Employees who feel entitled in the workplace are more apt to be frustrated on the job and lash out at their co-workers, according to two university researchers.
Paul Harvey, assistant professor of management at the University of New Hampshire, and Kenneth Harris, assistant professor of management at Indiana University Southeast, investigated behavior of workers who feel entitled and how their behavior impacts job-related emotions, such as frustration. The researchers were especially interested in how frustration by entitlement-minded workers can affect other actions, such as abusing co-workers and engaging in political behavior in the workplace. The researchers also looked at how managers and organizational leaders can mitigate the effects of entitlement through more communication. They surveyed 223 full-time employees from a variety of organizations. The average age of the sample was 42.8 years and the gender composition was 45 percent male and 55 percent female. Participants reported an average of 10.1 years of tenure at their current employers.

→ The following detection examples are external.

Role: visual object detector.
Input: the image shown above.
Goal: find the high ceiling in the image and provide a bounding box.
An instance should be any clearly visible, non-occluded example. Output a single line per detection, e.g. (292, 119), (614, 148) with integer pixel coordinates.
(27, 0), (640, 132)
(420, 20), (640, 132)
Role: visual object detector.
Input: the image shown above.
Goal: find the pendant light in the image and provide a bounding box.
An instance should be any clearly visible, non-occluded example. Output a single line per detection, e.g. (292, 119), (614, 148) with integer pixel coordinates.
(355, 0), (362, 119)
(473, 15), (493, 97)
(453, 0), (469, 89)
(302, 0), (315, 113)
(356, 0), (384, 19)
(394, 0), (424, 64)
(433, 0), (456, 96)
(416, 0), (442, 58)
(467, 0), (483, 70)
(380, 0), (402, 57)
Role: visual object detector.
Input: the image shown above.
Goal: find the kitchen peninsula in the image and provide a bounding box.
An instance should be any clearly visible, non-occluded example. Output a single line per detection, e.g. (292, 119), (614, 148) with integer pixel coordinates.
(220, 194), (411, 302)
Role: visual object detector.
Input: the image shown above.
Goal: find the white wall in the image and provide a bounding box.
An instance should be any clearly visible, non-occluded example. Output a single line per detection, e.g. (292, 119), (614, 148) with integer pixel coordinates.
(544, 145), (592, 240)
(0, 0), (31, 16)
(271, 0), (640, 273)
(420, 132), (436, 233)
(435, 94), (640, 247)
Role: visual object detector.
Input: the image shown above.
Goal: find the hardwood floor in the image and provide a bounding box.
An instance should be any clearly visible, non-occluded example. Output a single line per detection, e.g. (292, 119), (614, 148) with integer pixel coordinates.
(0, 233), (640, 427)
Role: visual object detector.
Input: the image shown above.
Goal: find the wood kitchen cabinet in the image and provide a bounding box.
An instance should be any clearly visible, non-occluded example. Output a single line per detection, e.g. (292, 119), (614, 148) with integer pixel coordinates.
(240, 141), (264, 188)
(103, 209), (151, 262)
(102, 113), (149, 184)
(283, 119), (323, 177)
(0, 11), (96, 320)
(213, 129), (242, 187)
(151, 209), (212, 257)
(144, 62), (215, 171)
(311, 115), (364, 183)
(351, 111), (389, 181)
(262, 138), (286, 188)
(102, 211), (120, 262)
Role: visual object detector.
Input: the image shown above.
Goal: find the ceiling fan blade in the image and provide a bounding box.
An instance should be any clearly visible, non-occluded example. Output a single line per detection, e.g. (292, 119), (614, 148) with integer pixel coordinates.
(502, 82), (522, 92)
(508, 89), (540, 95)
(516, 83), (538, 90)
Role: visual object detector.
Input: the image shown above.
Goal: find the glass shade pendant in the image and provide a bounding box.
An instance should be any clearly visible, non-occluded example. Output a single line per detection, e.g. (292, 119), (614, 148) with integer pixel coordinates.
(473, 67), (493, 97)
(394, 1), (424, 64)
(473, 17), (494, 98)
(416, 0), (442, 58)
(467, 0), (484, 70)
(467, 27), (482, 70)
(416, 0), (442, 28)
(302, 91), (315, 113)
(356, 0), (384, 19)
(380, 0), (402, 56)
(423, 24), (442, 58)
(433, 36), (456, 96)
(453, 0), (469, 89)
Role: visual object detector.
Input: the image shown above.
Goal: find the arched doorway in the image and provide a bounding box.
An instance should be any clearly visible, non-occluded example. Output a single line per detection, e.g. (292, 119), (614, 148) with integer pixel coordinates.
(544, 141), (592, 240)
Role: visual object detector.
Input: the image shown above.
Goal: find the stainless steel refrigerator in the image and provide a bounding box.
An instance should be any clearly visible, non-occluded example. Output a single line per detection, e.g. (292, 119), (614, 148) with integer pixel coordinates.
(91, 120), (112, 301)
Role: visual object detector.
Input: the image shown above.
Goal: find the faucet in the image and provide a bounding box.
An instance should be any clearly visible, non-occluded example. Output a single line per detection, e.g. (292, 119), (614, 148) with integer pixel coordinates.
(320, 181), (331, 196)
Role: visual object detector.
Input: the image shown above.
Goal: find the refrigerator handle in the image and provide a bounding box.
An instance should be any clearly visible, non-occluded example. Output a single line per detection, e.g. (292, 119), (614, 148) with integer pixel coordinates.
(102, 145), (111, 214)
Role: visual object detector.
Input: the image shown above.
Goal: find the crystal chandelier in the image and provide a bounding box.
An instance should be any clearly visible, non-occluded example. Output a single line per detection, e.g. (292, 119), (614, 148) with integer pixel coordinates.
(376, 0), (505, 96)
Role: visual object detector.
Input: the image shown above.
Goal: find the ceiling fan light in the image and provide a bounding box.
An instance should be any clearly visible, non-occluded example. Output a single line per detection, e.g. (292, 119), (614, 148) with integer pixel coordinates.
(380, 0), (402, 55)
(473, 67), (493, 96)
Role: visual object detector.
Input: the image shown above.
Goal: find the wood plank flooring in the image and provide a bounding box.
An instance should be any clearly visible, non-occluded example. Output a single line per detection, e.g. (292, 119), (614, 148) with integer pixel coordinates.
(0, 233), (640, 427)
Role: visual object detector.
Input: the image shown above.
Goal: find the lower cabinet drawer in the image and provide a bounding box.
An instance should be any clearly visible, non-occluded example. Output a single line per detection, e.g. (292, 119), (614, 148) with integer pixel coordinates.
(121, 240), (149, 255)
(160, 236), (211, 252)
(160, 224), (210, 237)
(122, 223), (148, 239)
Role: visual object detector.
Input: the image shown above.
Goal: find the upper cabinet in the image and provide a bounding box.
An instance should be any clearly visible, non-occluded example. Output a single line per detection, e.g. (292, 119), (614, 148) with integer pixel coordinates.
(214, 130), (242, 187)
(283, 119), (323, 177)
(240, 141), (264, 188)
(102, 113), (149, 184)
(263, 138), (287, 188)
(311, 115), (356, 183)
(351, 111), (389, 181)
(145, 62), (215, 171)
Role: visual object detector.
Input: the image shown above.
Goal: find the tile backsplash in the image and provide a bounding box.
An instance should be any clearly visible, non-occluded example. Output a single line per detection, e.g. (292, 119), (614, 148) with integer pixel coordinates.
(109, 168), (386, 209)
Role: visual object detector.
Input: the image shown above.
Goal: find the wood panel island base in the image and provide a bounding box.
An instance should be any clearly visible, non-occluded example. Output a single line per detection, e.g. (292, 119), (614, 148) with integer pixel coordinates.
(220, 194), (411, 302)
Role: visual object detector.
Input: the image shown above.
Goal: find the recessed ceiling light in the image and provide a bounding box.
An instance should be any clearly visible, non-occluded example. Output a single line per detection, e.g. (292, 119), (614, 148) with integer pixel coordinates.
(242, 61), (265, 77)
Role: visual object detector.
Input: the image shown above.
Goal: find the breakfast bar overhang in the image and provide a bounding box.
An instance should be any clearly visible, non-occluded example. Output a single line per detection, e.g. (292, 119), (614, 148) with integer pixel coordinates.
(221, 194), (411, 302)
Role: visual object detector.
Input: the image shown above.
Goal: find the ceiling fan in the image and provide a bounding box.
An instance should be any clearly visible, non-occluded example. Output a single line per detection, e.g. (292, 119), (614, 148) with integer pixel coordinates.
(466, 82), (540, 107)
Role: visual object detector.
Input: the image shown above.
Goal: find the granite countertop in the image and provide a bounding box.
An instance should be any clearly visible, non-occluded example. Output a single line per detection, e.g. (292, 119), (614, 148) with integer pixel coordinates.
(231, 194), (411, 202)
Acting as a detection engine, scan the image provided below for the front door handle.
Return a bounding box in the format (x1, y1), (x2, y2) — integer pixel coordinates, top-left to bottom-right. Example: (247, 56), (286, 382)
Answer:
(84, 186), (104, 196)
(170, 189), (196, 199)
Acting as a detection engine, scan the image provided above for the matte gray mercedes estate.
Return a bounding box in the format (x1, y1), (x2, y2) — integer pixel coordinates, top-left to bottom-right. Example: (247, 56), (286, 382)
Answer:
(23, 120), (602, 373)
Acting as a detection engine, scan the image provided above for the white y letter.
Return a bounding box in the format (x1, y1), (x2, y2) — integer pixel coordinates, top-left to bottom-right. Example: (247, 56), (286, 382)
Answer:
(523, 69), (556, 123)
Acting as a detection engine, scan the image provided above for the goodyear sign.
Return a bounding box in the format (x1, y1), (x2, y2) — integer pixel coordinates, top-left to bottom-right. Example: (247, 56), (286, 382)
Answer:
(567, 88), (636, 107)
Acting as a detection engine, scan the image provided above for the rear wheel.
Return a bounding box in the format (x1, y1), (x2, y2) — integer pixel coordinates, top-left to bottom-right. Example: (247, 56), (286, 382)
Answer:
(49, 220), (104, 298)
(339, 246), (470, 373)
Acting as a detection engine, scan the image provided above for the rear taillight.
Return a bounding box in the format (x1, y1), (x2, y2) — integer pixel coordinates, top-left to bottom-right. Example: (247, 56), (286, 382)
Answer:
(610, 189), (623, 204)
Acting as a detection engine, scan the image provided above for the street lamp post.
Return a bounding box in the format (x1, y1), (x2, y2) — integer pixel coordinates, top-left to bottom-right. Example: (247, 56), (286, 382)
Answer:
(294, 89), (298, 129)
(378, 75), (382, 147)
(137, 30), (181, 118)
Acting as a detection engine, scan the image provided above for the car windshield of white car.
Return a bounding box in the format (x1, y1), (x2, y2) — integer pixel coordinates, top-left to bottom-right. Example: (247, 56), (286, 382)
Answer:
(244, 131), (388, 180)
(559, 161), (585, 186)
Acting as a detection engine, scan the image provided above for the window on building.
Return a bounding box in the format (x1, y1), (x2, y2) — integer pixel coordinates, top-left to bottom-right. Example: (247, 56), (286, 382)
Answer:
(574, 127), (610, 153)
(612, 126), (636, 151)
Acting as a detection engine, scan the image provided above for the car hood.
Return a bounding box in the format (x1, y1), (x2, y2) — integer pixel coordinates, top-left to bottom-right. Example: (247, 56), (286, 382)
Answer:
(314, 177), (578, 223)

The researchers found that individuals with strong entitlement-driven self-perceptions can feel more frustrated and dissatisfied with their work lives than employees with a more objective view of their relative worth and their contributions. The entitled employees also engaged in abusive workplace behaviors such as insulting, breaking promises and spreading rumors about co-workers in response to job-related frustration. They also were more likely to engage in political behaviors such as ingratiation, self-promotion and doing favors. While such political behaviors often are considered acceptable to draw attention to employees who have earned such recognition, the researchers note that these behaviors also can be used to promote favoritism and influence an inequitable distribution of rewards.
“Entitled employees are prone to experiencing relatively high levels of job-related frustration. Unfortunately, supervisors who increase communication with such employees can increase, rather than decrease, employee frustration. This finding gives us some insight about how managers might choose, or in this case not choose, to deal with entitled subordinates,” Harvey says.